A biting ache in his stomach reminded him that he had not eaten for a day; all thanks to the Aquarians who kept him holed in that damn room. He roamed about looking for a pub still open at the lowliest time of night, finally finding one in the seedier part of town where the drunks gave him unfocused glares from their slumped positions along the wall. Sawdust from the floor muffled his footsteps as he ventured inside.

The smoke in the pub stifled the air worse than the one from the day before. Albel worked his way to the bar with the sensation of acid spikes being driven into his nostrils, his hunger overcoming repulsion. He muttered an order of fish and wine to the bartender who drifted off in a cloud.

Albel looked to his right at the man sitting there, a barely conscious part of his mind expecting to see Zelpher in her beard again. A lithe creature, he perched rather than sat on the barstool, twin swords strapped to his back with a leather belt. His head bent forward like a crane's, he wore a troubled expression.

The plate of fish and flask of wine appeared. Albel ate in a fugue, concentrating on the wood beneath his elbows as the only solid object he could be sure of. The swirls of white that surrounded him made his hands fumble as he struggled to hold his fork. When he had gulped down the last of the fish, he took the flask and stumbled out into the alley, coughing faintly.

Aquios—city of ghosts. Woltar had said that once. When Albel was a child. But Albel Nox refused to believe in such things anymore.

Albel took a swig of wine and trudged up the street in the fog. The phrase rocked back and forth across his brain with the lilt of a nursery rhyme: Aquios—city of ghosts. He could feel the wine rush straight to his head and mingle with his tiredness. He threw a sycophantic smile at the three moons above him, the wildness returning to him.

"An fear mire!" he barked for no reason at all. It was on the top of his mind, and he threw it at Irisa and her sisters like a boy might throw a rock he found at his feet.

Then he staggered back to the barracks, yanking open the door, heedless of the noise he made. Those Aquarians—those Aquarians—who gave a damn? He was tired not drunk. Just tired.

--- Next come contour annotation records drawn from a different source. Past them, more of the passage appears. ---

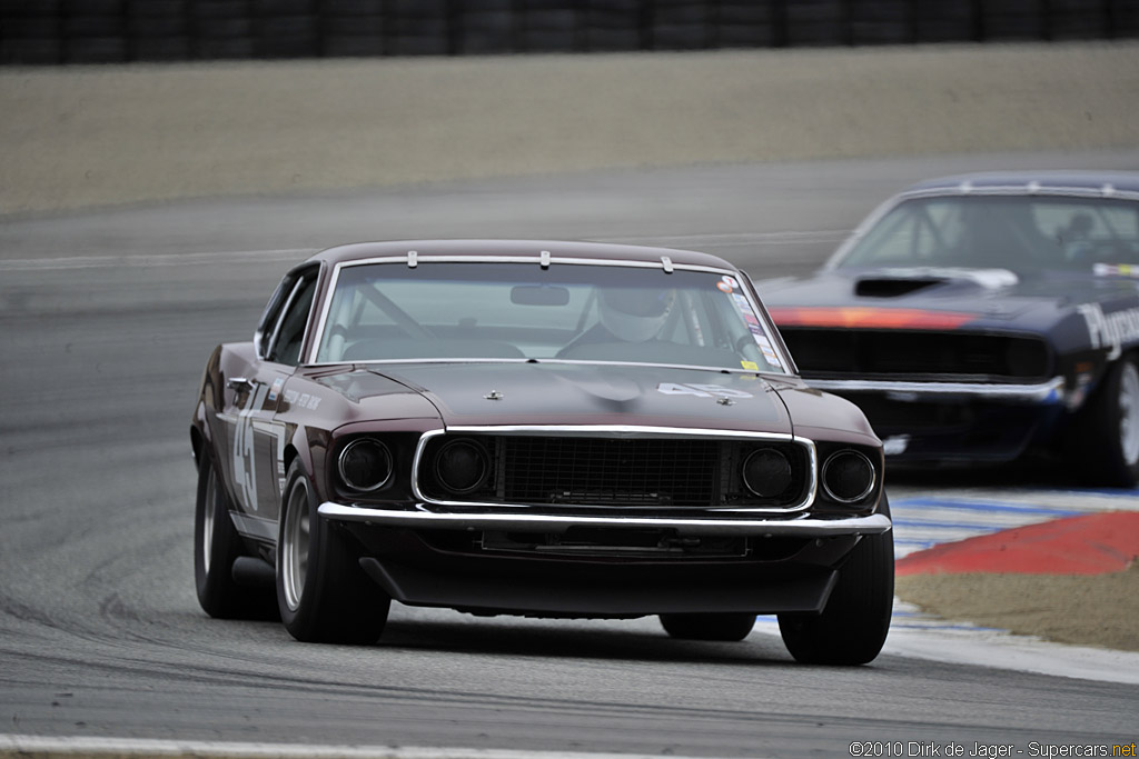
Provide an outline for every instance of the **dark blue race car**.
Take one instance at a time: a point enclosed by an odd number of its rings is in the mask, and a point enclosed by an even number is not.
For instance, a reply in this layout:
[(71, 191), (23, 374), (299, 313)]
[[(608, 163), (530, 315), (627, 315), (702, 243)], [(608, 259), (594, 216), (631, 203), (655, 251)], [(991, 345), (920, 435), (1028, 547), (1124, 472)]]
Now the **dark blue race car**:
[(1139, 480), (1139, 174), (916, 184), (813, 277), (760, 283), (803, 377), (899, 462), (1066, 456)]

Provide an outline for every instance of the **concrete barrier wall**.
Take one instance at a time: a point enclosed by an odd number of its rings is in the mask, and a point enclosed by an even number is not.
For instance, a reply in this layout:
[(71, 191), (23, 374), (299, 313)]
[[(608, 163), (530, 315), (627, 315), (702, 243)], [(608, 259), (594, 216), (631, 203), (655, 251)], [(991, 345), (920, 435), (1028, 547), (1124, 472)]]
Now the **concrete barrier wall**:
[(0, 0), (0, 64), (1139, 36), (1139, 0)]

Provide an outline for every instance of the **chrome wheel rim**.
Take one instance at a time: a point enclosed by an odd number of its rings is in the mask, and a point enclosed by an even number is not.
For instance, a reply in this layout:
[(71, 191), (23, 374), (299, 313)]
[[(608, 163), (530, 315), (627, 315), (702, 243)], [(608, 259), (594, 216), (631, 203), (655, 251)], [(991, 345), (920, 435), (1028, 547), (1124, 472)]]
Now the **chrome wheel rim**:
[(301, 608), (309, 572), (309, 484), (300, 477), (289, 492), (281, 551), (281, 585), (289, 611)]
[(1120, 449), (1128, 467), (1139, 462), (1139, 369), (1130, 361), (1120, 376)]
[[(208, 464), (204, 464), (208, 465)], [(206, 495), (202, 504), (202, 568), (210, 575), (210, 559), (213, 556), (213, 520), (218, 510), (218, 476), (213, 467), (206, 476)]]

He went to the small living space just beyond the entrance and fell into a chair which squealed against the floor. The smile had not yet left his face, and remained there long after he had fallen asleep.

Closing Notes: With Halloween coming up, I can echo some of Albel's sentiments; Fall fever, excessive horror movies, and heavy metal make me more violent-minded and bloodthirsty than usual. Zombies too. Lots and lots of zombies. With intestines dragging from their slitted bellies. Yessss... It may help you to understand the relevancy of the odd-sounding quote to say that "The Emperor of Ice-Cream" is thought to be about hedonism as the only certain good—or pleasure—in the world. It's a good poem if you care to look it up. /another shameless literary plug.